予約していたバギーは4人乗りの小型だ。低反発素材のリクライニングシートは繭に包まれるような快適さで、防護服の重さを一時忘れさせてくれた。桂が行き先をインプットすると、安全確認のアナウンスが流れて、ゆっくりと動き出した。運転は、搭載されているAIが自動運転してくれる。
「桂。今回の件に関わった犯人の数を聞いている?」
「20名です。うち3名は15歳以下ですが」
未成年を加えた辺り、情状酌量を狙ったか。
「……構わない」
「は?」
「例外は設けない。一緒に働いてもらう」
「それは……」
桂が戸惑っている。命の危険を伴う鉱物採掘場に未成年者を送るのは、非人道的判断かもしれない。それでも。
「プラントの被害額、設備の修復代、連中に提供する浄化水1年分――ミスリル鉱20kgで元が取れると思うかい?」
「いえ」
「それなりに損害を被っている。こういうことは、一度起これば十分だ」
「分かりました」
桂は、固い表情で頷く。彼の胸の内にある憂慮を黙殺する。
この処置は見せしめだ――この世界を支える仕組みに徒なすことが、いかに代償の大きいことなのかを示さなければ。

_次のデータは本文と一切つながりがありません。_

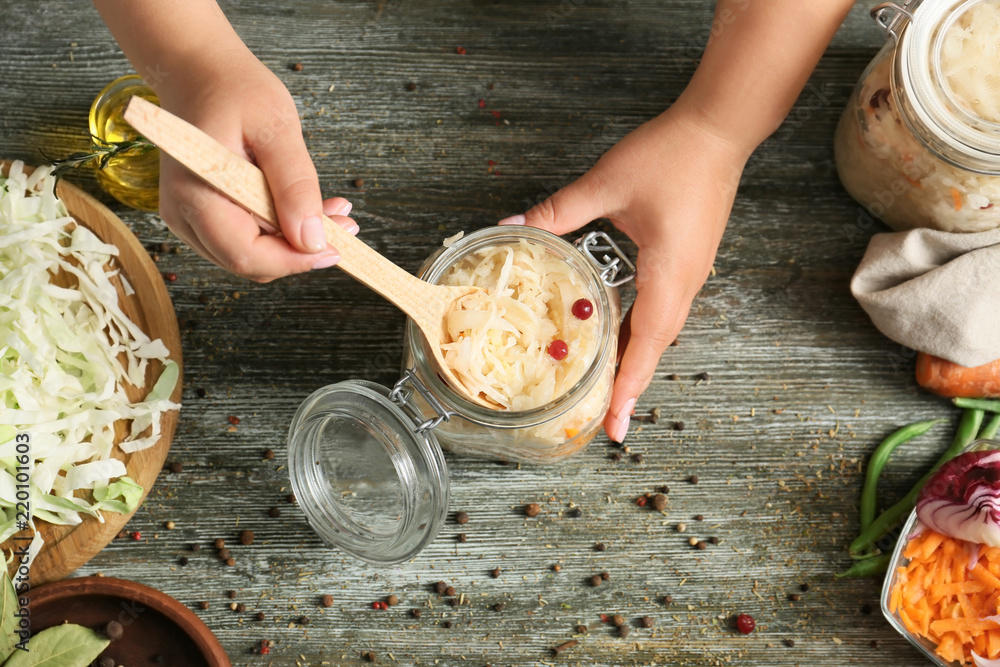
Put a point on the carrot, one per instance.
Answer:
(949, 379)
(938, 597)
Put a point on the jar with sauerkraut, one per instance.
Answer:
(919, 142)
(536, 347)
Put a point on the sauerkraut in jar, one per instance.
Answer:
(919, 143)
(500, 345)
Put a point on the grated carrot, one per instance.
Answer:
(939, 598)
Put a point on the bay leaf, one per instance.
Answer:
(66, 645)
(8, 622)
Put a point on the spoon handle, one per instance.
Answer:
(245, 184)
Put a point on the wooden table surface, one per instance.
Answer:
(801, 387)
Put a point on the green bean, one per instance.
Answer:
(878, 461)
(968, 428)
(990, 430)
(977, 404)
(870, 567)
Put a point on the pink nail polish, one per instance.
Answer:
(327, 262)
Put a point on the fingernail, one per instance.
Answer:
(621, 430)
(313, 236)
(327, 262)
(623, 418)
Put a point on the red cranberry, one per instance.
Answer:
(583, 309)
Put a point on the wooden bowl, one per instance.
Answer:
(159, 630)
(68, 547)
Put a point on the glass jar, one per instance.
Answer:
(365, 461)
(133, 177)
(914, 146)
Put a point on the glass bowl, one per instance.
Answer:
(923, 644)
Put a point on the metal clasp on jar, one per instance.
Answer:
(891, 17)
(610, 266)
(400, 395)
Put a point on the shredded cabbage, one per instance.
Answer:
(497, 340)
(970, 59)
(66, 356)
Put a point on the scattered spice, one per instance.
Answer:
(563, 647)
(114, 630)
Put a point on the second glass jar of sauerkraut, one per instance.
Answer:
(919, 142)
(548, 406)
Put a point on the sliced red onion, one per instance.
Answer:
(984, 662)
(962, 499)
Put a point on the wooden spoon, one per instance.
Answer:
(243, 183)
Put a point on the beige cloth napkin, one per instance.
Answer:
(937, 292)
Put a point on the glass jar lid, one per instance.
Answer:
(931, 66)
(367, 472)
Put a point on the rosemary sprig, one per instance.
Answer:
(100, 150)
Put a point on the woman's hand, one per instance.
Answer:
(669, 185)
(238, 101)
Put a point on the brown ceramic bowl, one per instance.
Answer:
(155, 624)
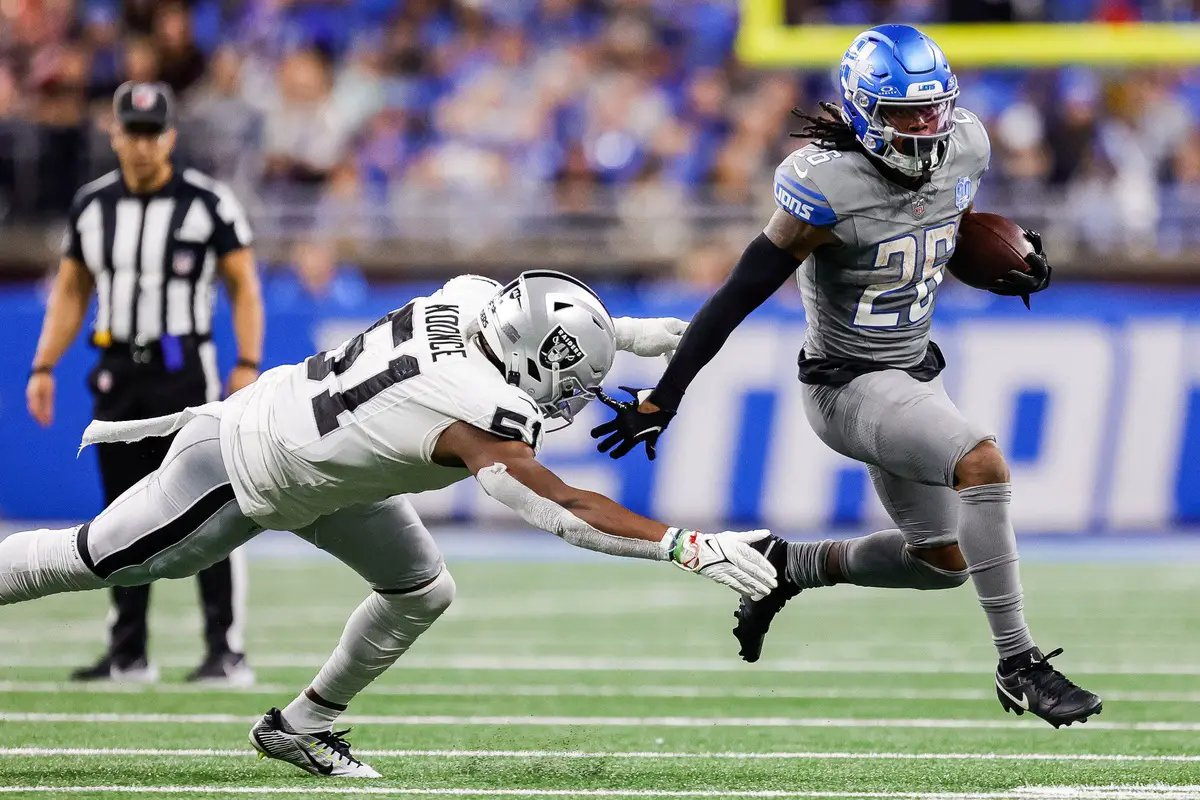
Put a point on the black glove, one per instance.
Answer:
(1023, 284)
(630, 426)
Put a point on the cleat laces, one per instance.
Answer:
(335, 743)
(1051, 681)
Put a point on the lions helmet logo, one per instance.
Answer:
(559, 349)
(144, 97)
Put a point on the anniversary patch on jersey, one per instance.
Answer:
(443, 331)
(559, 349)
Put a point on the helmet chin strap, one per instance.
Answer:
(513, 373)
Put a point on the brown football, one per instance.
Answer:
(989, 247)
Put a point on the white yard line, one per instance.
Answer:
(583, 663)
(573, 690)
(1029, 793)
(603, 722)
(51, 752)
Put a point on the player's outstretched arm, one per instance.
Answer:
(767, 263)
(509, 471)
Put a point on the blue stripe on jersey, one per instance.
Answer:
(811, 212)
(803, 191)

現在、世界には100の保護都市が点在し、すべて巨大で頑強なドームに護られている。大気の成分、土壌、水、食糧……人類が生き延びるために必要なあらゆる要素が、都市ごとに独立したAIによって管理されている。各都市の人口は、快適な人生を保障するために500万人が上限と決まっている。ただしこの人数には、高度AIを組み込んだヒューマノイドも含まれているので、純粋なヒューマンは総数の7~8割ほどになるだろう。